Frequently Asked Questions (FAQ)
How do I perform an automatic spin of EC2 instances using this playbook?
EC2Helper.py script with the appropriate EC2 asset type and action parameters. Define your AMI and other configuration details in AWS Parameter Store or as part of your command. This allows you to automate EC2 instance creation and management.
What is the correct way to run spin actions with predefined AMI configurations?
EC2Helper.py script with the proper EC2 service type and action. This ensures your automatic spin process consistently deploys instances.
How can I retrieve configuration parameters from AWS Parameter Store for use in this playbook?
actionParams. Define keys for items such as AMI IDs, security settings, or flow log configurations.
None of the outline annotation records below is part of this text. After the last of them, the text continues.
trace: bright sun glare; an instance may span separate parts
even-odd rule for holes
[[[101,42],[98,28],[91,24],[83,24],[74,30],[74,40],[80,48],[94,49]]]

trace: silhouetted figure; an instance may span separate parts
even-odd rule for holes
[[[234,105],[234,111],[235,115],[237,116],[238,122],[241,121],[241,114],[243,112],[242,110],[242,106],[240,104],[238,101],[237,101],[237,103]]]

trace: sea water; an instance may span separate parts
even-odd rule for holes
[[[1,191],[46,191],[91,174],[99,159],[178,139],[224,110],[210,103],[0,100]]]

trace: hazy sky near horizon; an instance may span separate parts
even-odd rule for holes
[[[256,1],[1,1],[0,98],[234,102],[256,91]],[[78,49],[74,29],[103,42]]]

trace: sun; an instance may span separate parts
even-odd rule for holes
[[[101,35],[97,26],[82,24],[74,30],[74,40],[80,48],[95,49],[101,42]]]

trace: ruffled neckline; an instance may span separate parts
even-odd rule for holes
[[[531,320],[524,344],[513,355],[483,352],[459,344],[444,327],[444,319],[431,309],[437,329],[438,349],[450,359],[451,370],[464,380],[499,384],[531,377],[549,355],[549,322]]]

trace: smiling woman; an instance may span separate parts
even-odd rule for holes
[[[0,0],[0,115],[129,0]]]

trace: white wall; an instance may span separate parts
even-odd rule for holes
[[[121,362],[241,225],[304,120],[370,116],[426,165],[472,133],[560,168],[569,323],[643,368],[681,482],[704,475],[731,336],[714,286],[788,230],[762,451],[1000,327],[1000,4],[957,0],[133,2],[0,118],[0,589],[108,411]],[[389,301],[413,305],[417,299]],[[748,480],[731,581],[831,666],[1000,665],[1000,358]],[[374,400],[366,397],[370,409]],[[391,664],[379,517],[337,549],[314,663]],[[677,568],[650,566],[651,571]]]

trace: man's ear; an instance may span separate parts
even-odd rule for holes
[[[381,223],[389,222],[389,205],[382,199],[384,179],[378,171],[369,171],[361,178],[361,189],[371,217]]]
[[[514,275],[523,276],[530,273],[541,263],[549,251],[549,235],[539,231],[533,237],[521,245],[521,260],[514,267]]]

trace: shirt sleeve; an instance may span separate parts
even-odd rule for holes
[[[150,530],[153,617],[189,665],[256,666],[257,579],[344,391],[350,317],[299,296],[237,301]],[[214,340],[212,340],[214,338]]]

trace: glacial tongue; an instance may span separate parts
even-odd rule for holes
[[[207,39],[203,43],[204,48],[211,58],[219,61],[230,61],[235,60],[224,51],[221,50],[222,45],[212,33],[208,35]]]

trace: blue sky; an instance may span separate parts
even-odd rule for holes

Using Parameter Store enables dynamic and flexible automatic spin and run spin operations.
What are the prerequisites for running snapshot encryption actions?
Ensure Python 3.6+ and boto3 are installed, and valid AWS credentials are configured. When running snapshot encryption, include an optional KmsKeyId in your actionParams. You can automate encryption and use values like the KMS key or AMI ID retrieved from AWS Parameter Store.
Which EC2 asset types are supported by this playbook?
The playbook supports several EC2 asset types, including snapshot, security group, VPC (for flow logs), and EC2 load balancers. These capabilities help automate common AWS operations such as automatic spin or run spin of EC2 resources, integrating with predefined AMI configurations and dynamic parameters from AWS Parameter Store.
How do I configure flow logs when creating a new VPC?
create_flow_log action with the required DeliverLogsPermissionArn. Optionally specify a LogGroupName. You can also manage flow log settings dynamically via AWS Parameter Store and integrate them into an automatic spin or run spin process for consistent VPC configurations.
What AWS authentication methods does the playbook support?
~/.aws configuration. This ensures flexible and secure execution of all operations — including automatic spin, run spin with AMI setups, and parameter retrieval from AWS Parameter Store.
Can I use this playbook to manage Security Groups across multiple regions?
delete action for Security Groups, you can specify regions or rely on defaults. This is helpful for maintaining consistent network security as part of broader automatic spin or run spin processes. AWS Parameter Store can be used to manage region-specific parameters or AMI configurations.